All other students will alternate weekly between home-based learning and classes in school. This means the majority of students will still need to stay at home, which they have been doing since the circuit breaker started on April 7.

As a teacher and a general education officer, I have received many texts in recent weeks from students trying to adjust to staying at home.

Many of the messages articulate similar sentiments. Here are the three most common ones and my responses to these secondary school students.

1. “Cher [short form for teacher], for so long whole day whole night stay at home boring leh.”

Boredom is preferable to pain. Do you know what it’s like to be hooked up to a ventilator?

Boredom is a luxury. You will soon learn this during your National Service. And yes, there will still be National Service. If you can afford to be bored, you’re one of the lucky ones. Count your blessings.

Getting to stay at home is a precious opportunity, but not for gaming or updating your Instagram profile. There is nothing inherently wrong with Instagram or TikTok. Just don’t whittle your life away on them. Like how some of you spend hours on the video game Animal Crossing. Don’t think Cher doesn’t know.

Read. Read Singapore literature. Read until you run out of newspapers and magazines and books and food labels to read.

Read with the hunger and urgency of exiles. Because that’s what we all are. We have been exiled from our classrooms, but we can never be exiled from our learning.

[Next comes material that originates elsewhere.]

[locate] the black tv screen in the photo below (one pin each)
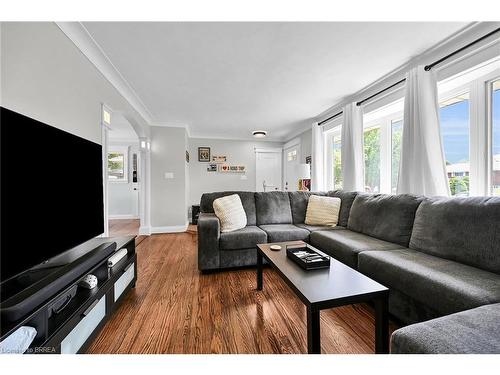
(51, 192)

Exercise. Practise mindfulness of breathing. Watch productions by Singapore theatre companies. Dance. Sing. Talk to your parents and siblings at home. Learn about your family history.

Practise your mother tongue. Sustain a real conversation. That means listening, which you probably have not practised for a while.

Interview your grandparents through Zoom or WhatsApp Video. That means teaching them how to use it if necessary.

Or better yet, write letters to them. Most of you have never posted a letter in your lives. Start now. Write by hand.

That will help train your penmanship, or handwriting. Based on the work I have last seen, you clearly, urgently, self-evidently, still need to practise.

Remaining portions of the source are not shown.